A Public Forum
The challenges and uncertainties of the past 18 months cannot be underestimated. We’ve adjusted to new rhythms and ways of living life. The new normal, we call it. Yet, it’s taken an emotional toll on most of us – and on those we know and love. Maybe a little more anxious? A perception of not measuring up? More frustrated? Feeling like you’ve lost control?
We invite you to hear from leading psychiatrist and theologian Dr. Warren Kinghorn who will caringly explore the pandemic’s impact on our well-being through the lens of his medical practice and faith. He’ll help us see the world and our lives from within the Christian tradition, and its vast resources and practices for emotional healing. Join us for a thoughtful conversation on how Christianity and medicine can work together for good. A Q&A with Dr. Joshua Chatraw to follow.
Parents of older teenagers – if they may be experiencing anxiety, please invite them to join you.
This forum is the first in the Center for Public Christianity’s 2021-2022 series, “Now What? Flourishing in Uncertain Times,” to help us reimagine the different dimensions of our life together following the challenges of the past year and a half.
Date and Time
Thursday, September 30, 2021, at 7:00-8:30pm
Holy Trinity Anglican Church
100 East Peace Street
Raleigh, NC 27604
This event will take place in-person and indoors in Holy Trinity’s main sanctuary. Seating capacity will be limited, and masks will be required for all attendees.

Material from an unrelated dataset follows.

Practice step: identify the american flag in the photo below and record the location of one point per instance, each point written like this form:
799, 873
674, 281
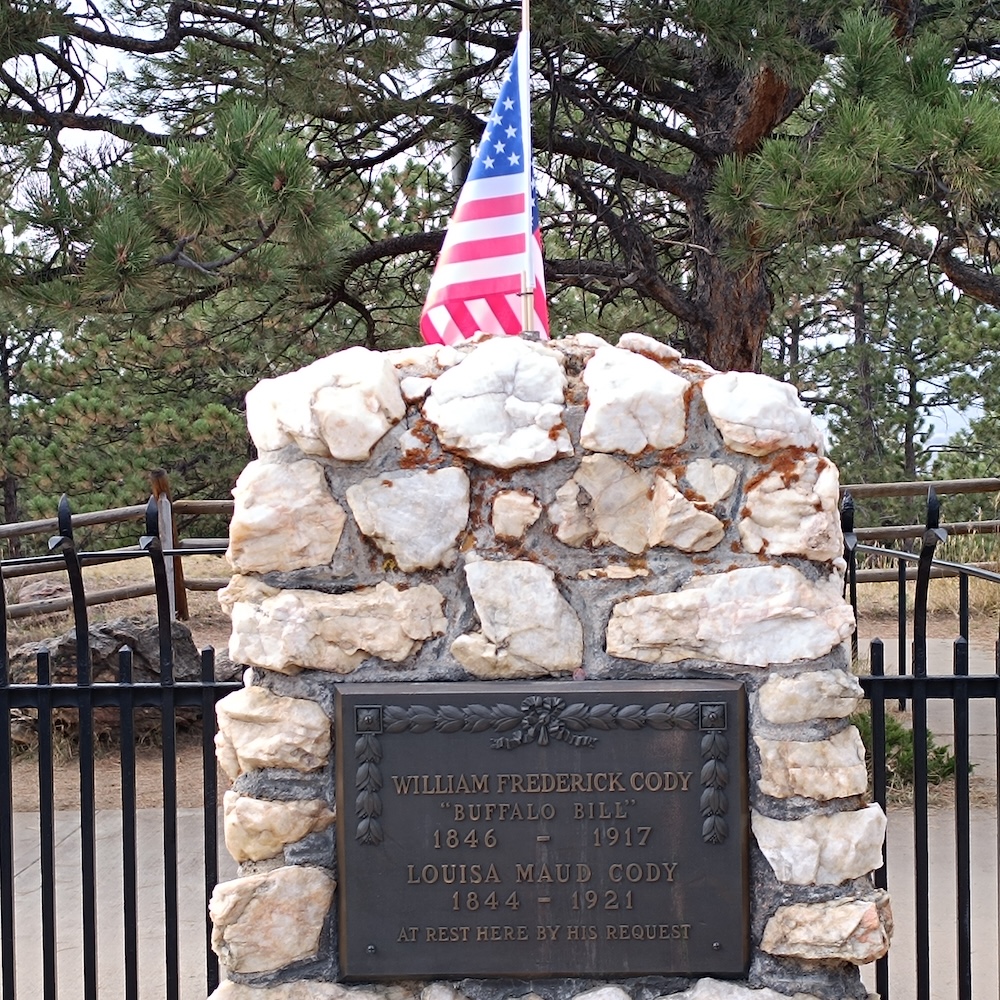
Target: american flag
488, 255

About Dr. Warren Kinghorn, MD, ThD
Dr. Kinghorn is the Esther Colliflower Associate Research Professor of Pastoral and Moral Theology; Co-Director, Theology, Medicine, and Culture Initiative; Associate Professor of Psychiatry, Duke University Medical Center. Dr. Kinghorn is a psychiatrist whose work centers on the role of religious communities in caring for persons with mental health problems and on ways in which Christians engage practices of modern health care. Jointly appointed within Duke Divinity School and the Department of Psychiatry and Behavioral Sciences of Duke University Medical Center, he is co-director of the Theology, Medicine, and Culture Initiative and is a staff psychiatrist at the Durham VA Medical Center. He has written on the moral and theological dimensions of combat trauma and moral injury, on the moral and political context of psychiatric diagnosis, and on the way that St. Thomas Aquinas’ image of the human as wayfarer might inform contemporary practices of ministry and mental health care.